If you employ staff within your business then you may claim certain business-related expenses that are relevant to their employment. These include:
- Agency fees
- National Insurance
- Subcontractors and
- Training courses.
This does not include the cost of any domestic help or care (e.g. a nanny).
Another employee-related business expense that you may claim is for training. HMRC will allow you to claim the cost of any training for you and your employees as long as it helps to improve your business-related knowledge. For example, if you pay for specialist health and safety or GDPR training then this is a tax-deductible expense. Training course claims can only be made for an existing business and not for a) starting a new business or b) expanding into a new area of business.
Goods and materials
Another business expense that you may claim relates to your goods and materials. You may claim for the cost of any stock (i.e. goods that you intend to sell) and raw materials (to make the goods that you will sell). In addition, any direct costs which you pay to produce the goods that you make can be deducted. It is important to ensure that you do not claim for any goods or materials purchased specifically for your private use. In addition, you cannot claim for the depreciation of equipment which is used to make your goods.
Legal and financial costs
The cost of legal and financial services are also permitted tax-deductible expenses. HMRC will allow you to deduct the cost of:
- The professional services of an accountant, solicitor, surveyor or architect engaged for business reasons
- Any business-related insurance (e.g. professional indemnity insurance or public liability insurance)
- Bank, overdraft and credit card charges
- Interest on business loans
- Hire purchase interest
- Lease payments and
- Alternative finance payments.
You cannot claim, however, for any fine that you incur for breaking the law (e.g. a speeding fine).
Marketing, entertainment and subscriptions
HMRC will allow you to claim your marketing costs, including:
- Advertising (e.g. specialist industry publications, directories, brochures, sales material)
- Bulk mailing
- Free product samples
You cannot claim, however, for the cost of entertaining clients, suppliers and customers or for event hospitality.
You may claim also for the cost of any subscriptions needed for your business.
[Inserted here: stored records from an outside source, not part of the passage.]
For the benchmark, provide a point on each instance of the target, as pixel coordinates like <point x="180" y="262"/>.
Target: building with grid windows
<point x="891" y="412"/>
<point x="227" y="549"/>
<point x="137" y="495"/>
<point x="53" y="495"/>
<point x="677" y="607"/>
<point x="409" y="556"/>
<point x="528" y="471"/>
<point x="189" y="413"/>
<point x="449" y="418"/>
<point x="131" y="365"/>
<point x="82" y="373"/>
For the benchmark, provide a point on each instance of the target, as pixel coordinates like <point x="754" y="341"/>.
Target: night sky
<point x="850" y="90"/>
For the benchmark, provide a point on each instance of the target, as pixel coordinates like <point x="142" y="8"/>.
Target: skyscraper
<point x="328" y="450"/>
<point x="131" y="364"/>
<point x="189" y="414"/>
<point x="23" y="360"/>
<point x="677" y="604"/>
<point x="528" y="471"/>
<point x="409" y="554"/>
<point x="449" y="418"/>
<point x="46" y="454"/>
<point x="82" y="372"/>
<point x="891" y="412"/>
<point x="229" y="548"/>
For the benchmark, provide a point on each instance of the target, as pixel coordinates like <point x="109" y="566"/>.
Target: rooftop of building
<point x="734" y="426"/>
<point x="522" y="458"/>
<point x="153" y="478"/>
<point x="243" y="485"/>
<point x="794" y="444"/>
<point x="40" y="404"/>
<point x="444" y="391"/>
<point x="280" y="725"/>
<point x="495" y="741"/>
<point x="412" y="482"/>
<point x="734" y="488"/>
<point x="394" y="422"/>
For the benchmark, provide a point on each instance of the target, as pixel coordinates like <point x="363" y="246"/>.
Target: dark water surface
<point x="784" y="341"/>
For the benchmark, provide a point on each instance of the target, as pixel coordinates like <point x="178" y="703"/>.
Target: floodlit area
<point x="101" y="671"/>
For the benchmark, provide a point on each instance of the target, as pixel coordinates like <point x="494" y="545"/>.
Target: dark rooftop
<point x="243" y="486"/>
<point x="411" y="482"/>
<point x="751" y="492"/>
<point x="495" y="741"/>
Eligible subscriptions include trade or professional journals and trade body or professional organisation membership. There are subscriptions for which you cannot claim, however, including gym or political party membership or charitable donations.
HMRC will allow you to claim business clothing costs, although the rules for this are quite strict. You cannot claim for personal clothing such as a suit that you wear for work. You may claim, however, for the cost of uniforms and protective clothing or items that are needed for your work, including costumes if you work in the entertainment sector (e.g. as an actor, dancer or stage performer).
What is the tax-free trading allowance?
Individuals who earn up to £1,000 (the tax-free trading allowance) from trading activities in a tax year do not need to report this income to HMRC or pay income tax on it. Any income beyond this threshold must be reported to HMRC and the necessary tax must be paid. It is important to note, however, that you cannot claim any other business expenses or allowances if you also claim the tax-free trading allowance.
Claiming business-related expenses can significantly reduce your taxable income and, hence, your income tax bill. It is nonetheless essential that you adhere to tax rules set out by HMRC to ensure that you are not claiming when you are not entitled to do so. HMRC’s tax rules are notoriously complex, wherefore it is always important to engage the services of a professional who can prepare and file your self-assessment tax return. It is also important to keep all invoices and receipts relating to your business expenses in case HMRC ask you to provide these as evidence.